Mientras caminaba entre los invitados, Molly se quedó perpleja al ver al guapo banquero mirándola fijamente. Se sonrojó preguntándose por qué tenía un aspecto tan sombrío, pero no pudo evitar sonreír con la esperanza de alegrarlo.
A Leandro le pareció que la alegre sonrisa de la camarera era tan encantadora como su rostro. El sombrío estado de ánimo que lo atenazaba se alivió un poco al verla a ella. Tenía los ojos verdes, con forma de almendra como los de un gato, brillando sobre una nariz chata y una irresistible boca de labios rosados. En el momento en el que ella se dio cuenta de que la estaba mirando, se preguntó qué estaba haciendo y centró su atención en la copa que tenía en la mano. Sin embargo, lo más raro fue que lo único que seguía viendo eran aquellos brillantes ojos de gata y la boca de labios gruesos y rosados. Su rostro tenía un aire de inocencia infantil y de felino atractivo sexual. Se sorprendió ante el hecho de que se le despertara el apetito sexual. No había estado con ninguna mujer desde que Aloise murió. El sentimiento de culpabilidad acuchilló su libido con la misma eficacia que la muerte se había llevado a su esposa.
– ¡Ven aquí, guapa! -exclamó una voz masculina.
Molly se apresuró a acercarse. Un trío de hombres jóvenes, que evidentemente ya habían tomado más de una copa, realizó una serie de comentarios muy directos sobre las curvas de la figura de Molly mientras les servía. Ella apretó los dientes e ignoró las palabras, marchándose tan pronto como pudo.

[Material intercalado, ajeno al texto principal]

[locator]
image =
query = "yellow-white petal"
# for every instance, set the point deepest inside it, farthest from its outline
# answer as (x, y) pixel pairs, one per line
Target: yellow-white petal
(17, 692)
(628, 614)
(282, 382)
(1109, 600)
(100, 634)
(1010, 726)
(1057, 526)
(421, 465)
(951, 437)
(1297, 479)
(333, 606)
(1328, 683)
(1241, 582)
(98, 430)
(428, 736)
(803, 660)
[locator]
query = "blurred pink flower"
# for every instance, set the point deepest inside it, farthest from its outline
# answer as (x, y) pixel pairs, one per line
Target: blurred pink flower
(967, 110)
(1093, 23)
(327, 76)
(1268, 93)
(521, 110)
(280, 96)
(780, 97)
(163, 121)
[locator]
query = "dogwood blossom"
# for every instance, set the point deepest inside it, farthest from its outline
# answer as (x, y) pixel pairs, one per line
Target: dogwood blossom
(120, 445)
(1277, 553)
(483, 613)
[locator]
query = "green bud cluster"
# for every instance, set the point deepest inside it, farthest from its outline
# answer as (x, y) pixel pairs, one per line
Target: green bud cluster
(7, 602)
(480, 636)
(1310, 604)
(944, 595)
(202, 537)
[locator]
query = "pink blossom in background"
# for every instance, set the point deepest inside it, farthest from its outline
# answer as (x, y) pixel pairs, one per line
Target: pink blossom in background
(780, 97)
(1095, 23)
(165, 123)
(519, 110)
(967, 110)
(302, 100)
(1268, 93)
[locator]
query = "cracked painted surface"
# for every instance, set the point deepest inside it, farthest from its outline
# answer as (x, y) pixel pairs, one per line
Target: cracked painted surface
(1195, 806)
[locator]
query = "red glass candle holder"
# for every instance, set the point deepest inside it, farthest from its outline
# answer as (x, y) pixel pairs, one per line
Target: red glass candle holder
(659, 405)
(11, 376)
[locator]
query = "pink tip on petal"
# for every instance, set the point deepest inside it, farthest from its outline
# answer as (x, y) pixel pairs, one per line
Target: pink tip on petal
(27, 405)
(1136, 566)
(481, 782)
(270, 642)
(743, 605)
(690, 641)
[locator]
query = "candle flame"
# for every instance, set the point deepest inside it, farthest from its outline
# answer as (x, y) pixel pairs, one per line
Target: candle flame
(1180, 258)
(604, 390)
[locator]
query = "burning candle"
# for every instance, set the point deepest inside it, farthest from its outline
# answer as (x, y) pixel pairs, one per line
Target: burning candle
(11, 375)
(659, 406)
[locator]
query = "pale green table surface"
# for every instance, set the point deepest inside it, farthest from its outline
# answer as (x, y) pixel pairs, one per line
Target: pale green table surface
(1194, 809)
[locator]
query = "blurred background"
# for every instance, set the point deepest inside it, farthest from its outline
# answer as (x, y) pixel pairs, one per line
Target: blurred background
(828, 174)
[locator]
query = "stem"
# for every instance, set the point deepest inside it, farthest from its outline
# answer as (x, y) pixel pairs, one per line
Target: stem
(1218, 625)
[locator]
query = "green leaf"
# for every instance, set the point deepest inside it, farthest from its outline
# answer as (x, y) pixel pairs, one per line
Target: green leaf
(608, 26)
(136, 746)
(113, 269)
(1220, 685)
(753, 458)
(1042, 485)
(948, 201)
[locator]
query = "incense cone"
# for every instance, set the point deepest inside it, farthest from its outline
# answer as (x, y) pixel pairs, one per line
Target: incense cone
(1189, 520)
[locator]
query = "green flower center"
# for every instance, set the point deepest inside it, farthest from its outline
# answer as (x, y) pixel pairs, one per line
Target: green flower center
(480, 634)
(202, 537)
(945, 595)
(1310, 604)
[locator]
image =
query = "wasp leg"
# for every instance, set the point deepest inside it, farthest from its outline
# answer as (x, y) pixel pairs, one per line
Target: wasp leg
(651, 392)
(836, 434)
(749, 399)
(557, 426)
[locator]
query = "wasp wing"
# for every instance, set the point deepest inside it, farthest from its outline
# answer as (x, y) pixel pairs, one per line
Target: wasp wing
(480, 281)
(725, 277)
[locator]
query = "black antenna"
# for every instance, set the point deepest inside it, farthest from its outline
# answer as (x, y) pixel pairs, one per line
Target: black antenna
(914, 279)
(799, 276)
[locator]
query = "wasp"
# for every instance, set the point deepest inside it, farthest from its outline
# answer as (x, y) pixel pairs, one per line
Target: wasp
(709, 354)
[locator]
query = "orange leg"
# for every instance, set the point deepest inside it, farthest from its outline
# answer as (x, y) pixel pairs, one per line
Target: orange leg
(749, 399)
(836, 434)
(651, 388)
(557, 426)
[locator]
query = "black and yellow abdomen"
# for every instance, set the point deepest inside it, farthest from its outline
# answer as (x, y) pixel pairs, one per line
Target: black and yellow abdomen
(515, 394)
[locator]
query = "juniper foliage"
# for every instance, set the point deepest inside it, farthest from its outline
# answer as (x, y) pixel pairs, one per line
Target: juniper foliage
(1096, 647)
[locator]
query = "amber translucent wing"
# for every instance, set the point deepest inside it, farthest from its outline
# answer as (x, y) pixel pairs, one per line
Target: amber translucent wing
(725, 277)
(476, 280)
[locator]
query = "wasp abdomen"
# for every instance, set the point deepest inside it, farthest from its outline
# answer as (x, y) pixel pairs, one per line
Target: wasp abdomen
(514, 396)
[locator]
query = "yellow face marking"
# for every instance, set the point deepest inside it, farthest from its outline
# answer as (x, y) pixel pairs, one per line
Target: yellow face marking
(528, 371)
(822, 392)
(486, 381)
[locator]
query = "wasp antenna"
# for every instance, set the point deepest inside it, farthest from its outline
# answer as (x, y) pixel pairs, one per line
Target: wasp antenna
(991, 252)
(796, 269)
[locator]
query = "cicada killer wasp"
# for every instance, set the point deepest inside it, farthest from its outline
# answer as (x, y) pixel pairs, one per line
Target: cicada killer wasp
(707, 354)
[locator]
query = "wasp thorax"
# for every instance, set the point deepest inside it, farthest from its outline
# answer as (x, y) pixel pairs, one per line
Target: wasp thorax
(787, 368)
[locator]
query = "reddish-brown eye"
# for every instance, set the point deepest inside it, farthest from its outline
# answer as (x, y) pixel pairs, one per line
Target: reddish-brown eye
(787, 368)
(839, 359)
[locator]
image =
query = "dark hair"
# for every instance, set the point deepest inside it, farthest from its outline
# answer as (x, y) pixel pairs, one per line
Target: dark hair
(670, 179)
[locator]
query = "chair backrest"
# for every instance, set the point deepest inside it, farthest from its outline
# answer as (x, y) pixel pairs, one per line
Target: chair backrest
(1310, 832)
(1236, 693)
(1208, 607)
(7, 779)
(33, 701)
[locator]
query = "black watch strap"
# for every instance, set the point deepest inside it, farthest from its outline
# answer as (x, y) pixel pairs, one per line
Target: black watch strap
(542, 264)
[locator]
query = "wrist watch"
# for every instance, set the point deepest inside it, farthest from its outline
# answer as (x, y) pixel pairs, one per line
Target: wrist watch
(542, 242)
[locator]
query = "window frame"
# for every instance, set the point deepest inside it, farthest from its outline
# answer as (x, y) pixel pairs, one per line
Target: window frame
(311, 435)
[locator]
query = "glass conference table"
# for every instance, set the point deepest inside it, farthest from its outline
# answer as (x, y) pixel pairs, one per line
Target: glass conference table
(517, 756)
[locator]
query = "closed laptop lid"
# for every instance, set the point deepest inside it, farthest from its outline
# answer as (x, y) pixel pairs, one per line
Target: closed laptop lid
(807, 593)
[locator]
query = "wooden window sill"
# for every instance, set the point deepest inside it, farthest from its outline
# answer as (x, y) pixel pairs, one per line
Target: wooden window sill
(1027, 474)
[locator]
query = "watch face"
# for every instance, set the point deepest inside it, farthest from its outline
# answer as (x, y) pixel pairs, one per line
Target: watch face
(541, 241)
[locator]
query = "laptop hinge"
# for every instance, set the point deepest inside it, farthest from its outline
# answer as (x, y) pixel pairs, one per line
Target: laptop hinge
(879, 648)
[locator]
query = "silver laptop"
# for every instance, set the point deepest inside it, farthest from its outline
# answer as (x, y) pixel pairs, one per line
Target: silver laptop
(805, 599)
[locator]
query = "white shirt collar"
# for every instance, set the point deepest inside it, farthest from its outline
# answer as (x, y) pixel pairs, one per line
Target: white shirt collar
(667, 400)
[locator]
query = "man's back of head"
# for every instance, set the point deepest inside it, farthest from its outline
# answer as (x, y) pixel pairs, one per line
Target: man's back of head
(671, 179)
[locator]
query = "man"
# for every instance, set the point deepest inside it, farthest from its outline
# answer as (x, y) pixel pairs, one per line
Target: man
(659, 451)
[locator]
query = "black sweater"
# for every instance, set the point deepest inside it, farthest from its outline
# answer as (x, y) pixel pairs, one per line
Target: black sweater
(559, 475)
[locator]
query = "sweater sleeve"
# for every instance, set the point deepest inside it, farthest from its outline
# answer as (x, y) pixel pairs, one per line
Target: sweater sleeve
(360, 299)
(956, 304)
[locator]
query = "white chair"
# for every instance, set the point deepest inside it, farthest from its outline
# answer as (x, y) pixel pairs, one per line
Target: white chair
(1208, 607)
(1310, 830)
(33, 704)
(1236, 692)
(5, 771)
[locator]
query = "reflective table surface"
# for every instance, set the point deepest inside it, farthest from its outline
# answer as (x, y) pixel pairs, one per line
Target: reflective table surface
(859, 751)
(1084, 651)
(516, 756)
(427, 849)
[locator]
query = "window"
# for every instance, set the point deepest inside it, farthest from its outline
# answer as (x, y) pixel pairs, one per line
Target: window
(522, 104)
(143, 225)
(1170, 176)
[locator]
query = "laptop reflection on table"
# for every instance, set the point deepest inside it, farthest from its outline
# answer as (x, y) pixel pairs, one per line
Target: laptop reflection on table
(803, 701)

Regresó al bar para reponer su bandeja.
– El VIP tiene la copa vacía -le advirtió Brian ansiosamente-. Cuídalo.
Aquella vez, Molly trató de no mirar al banquero, pero el corazón le latía con más fuerza que antes. Mientras se acercaba a él, un sentimiento de anticipación y deseo se apoderó de ella, obligándola a mirarlo. Efectivamente, era muy guapo. El cabello negro le brillaba bajo las luces del techo, que acentuaban también los altos pómulos y la dura mandíbula masculina.